Roy Lichtenstein Roy Lichtenstein, Estudio de Apresto, 1968

Mientras caminaba, Rousseau sacó de su cartera los apuntes con los términos que había investigado para el diccionario enciclopédico. Al repasarlos se dio cuenta de que no era casual que sus elucubraciones hubieran caído en ese marco de referencia. Qué estrecha puede ser la mente y cuántos rodeos da para llegar al punto de partida. Algunas de las palabras anotadas eran:
Copyleft: nuevas propuestas y corrientes en relación con los derechos de autor y el copyright han surgido a raíz de las paradojas y dilemas que plantea la modernidad informática y la posibilidad de reproducción de las obras. Así, por ejemplo, la organización californiana Creative Commons9 aboga y proporciona herramientas jurídicas para la construcción de un dominio público más rico, que permita la circulación de contenidos, ideas y materiales de una forma más libre para el beneficio común. De esta forma proponen la leyenda “algunos derechos reservados“ como alternativa a la más usual y conocida “todos los derechos reservados”. Otra de las expresiones de esta “creatividad común” es el copyleft, un término que surgió en el ámbito informático para ayudar al desarrollo del software libre y que se opone a las restricciones del copyright. La licencia copyleft10 permite la libre copia, distribución y modificación de la obra siempre y cuando se dé el crédito correspondiente al autor original y se mantenga un registro de dichas modificaciones, pero tiene también gradaciones: copyleft fuerte, débil, completo y parcial. El símbolo del copyleft con la “ce” invertida carece de peso legal.11
Copyright: tanto los derechos de autor como el copyright forman parte de la propiedad intelectual. Ambos términos han llegado a ser casi equivalentes, no obstante su origen es distinto y tienen connotaciones diferentes que es importante resaltar. El término “derechos de autor” proviene del derecho francés y comprende tanto los derechos morales como los derechos patrimoniales. Los primeros, se refieren a la autoría de la obra, la cual es inalienable e irrenunciable. Los segundos, los morales, refieren a todo lo que comprende la explotación de la obra, su publicación, distribución y reproducción. Así, mientras los derechos morales no se pueden ceder, los patrimoniales sí. El copyright, aunque protege el derecho de autor hace énfasis, como su nombre lo indica, en los derechos patrimoniales: de reproducción, distribución, comunicación, colección y transformación de la obra. El símbolo © se usa para designar casi indistintamente el copyright o los derechos de autor. Sin embargo, en cada país el uso queda sujeto a su respectiva legislación y a los tratados internacionales vigentes. Actualmente, varias nociones de los derechos de autor se encuentran en crisis, práctica e ideológicamente.12
Dominio público: los derechos de autor sobre el patrimonio intelectual tienen caducidad, cuando ésta acontece las obras caen en el dominio público. En la mayoría de los países el plazo tras la muerte del titular de los derechos es de 50 años; pero hay algunos en que puede ser de 60, 80 y hasta 100 años, como es el caso de México.

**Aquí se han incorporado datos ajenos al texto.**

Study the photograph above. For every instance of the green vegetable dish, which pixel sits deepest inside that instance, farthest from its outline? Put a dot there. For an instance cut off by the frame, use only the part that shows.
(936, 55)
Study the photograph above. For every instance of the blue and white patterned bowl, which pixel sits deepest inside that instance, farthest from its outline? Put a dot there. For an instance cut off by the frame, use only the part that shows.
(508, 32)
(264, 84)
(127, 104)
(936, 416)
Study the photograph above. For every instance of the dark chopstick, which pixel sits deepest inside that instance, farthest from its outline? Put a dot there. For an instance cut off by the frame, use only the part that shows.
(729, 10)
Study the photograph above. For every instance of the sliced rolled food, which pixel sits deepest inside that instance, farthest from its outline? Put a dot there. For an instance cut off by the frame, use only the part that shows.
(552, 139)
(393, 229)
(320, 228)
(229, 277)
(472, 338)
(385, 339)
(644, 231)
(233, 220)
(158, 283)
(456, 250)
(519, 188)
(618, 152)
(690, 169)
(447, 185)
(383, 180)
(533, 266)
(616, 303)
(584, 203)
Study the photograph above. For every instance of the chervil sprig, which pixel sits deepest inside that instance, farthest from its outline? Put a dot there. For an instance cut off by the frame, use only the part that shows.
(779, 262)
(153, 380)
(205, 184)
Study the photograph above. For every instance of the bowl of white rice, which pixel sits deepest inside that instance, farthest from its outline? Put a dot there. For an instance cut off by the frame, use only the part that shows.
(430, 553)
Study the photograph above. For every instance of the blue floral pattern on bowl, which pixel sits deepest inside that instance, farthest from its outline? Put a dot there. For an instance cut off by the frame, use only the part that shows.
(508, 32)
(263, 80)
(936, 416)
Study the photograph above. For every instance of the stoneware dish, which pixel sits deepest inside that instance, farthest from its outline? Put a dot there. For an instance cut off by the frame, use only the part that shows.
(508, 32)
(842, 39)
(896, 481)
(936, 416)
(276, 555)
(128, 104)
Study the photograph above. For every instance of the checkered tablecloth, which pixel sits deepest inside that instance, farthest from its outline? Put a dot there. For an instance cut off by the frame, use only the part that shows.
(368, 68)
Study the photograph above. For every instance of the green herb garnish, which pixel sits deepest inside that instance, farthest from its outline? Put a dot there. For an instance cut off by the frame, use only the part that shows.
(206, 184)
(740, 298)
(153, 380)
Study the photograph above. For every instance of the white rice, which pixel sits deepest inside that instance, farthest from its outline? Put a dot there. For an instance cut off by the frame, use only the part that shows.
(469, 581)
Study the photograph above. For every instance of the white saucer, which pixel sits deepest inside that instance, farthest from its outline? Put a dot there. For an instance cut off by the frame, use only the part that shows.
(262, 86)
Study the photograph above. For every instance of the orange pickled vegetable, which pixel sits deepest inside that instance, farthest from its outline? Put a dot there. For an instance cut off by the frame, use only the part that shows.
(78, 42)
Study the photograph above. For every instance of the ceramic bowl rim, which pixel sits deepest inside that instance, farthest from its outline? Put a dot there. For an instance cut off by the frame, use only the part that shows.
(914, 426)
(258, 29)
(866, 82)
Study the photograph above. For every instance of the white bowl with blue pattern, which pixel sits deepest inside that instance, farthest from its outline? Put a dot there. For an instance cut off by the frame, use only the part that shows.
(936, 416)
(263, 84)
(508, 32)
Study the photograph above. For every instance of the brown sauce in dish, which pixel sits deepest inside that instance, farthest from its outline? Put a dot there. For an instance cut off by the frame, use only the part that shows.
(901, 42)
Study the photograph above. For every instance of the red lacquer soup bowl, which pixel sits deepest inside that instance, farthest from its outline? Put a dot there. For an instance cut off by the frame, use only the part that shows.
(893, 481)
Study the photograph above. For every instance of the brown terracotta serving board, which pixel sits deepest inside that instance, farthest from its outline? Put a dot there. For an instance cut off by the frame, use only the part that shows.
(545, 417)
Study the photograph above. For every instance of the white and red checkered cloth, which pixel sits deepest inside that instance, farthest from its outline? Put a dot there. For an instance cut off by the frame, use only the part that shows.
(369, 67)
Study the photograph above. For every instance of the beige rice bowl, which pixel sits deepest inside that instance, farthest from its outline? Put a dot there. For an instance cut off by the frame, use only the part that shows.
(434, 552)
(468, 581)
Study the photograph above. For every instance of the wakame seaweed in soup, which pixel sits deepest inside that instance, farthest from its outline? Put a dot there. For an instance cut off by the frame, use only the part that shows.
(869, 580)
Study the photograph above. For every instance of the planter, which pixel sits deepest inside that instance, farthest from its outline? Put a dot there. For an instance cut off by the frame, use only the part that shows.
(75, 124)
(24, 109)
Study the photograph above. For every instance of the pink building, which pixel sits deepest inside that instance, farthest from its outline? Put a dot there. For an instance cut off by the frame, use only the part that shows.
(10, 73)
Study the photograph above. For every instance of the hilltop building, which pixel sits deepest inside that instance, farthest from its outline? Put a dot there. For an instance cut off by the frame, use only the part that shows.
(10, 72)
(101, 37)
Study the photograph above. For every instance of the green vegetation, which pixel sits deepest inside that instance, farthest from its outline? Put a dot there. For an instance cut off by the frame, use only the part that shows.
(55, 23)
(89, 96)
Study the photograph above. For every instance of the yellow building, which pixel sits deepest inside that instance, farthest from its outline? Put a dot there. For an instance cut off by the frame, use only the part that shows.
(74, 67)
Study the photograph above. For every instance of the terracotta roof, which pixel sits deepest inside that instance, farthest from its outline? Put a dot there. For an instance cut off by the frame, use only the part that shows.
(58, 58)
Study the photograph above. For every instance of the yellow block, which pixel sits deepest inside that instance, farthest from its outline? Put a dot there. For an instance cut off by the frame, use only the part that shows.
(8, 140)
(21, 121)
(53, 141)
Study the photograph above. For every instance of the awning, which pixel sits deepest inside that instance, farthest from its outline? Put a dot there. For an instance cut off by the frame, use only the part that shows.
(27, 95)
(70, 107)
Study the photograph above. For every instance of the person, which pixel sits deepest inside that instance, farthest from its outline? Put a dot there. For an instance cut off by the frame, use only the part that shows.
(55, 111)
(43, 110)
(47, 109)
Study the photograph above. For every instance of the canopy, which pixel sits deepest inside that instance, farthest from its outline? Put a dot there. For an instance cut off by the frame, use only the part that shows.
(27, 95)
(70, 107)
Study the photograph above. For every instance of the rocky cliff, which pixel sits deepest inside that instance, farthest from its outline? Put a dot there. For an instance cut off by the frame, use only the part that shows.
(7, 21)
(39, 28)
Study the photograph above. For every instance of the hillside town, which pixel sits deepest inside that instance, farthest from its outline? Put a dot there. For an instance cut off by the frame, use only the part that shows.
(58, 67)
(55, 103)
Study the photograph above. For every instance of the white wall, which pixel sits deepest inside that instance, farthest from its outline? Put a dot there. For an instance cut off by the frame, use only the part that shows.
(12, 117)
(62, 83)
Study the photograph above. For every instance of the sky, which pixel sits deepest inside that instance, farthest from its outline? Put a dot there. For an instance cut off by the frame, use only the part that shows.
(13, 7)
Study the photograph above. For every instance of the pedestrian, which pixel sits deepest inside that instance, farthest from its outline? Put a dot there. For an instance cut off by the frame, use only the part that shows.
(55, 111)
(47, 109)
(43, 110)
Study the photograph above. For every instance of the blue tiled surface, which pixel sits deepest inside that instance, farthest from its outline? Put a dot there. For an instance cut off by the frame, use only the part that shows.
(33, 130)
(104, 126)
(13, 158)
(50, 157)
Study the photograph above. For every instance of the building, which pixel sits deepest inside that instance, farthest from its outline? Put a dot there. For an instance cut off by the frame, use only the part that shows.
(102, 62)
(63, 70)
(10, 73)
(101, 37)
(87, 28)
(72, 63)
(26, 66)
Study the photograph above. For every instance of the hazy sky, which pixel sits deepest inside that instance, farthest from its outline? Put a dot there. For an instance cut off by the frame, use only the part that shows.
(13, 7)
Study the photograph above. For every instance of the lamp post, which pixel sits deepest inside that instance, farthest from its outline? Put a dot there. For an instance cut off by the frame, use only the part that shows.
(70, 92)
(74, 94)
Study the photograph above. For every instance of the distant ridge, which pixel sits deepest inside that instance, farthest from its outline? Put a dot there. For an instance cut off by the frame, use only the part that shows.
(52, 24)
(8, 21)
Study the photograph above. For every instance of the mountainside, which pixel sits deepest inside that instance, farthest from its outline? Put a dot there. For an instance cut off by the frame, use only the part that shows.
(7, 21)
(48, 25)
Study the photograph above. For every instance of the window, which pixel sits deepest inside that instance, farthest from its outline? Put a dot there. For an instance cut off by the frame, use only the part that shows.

Uso justo: las restricciones excesivas que pueden derivarse de la implementación de la ley de derechos de autor o del copyright si se hace con una visión punitiva llegan a paralizar la cultura. El fair use o uso justo permite utilizar de manera limitada obras con derecho de autor sin permiso de los titulares. Se aplica principalmente para las citas, como una forma de incorporar una obra dentro de otra con fines didácticos. Y hay quienes sostienen que más que una excepción a la regla, en sus orígenes en el siglo XVIII, el fair use era el contrapeso del copyright.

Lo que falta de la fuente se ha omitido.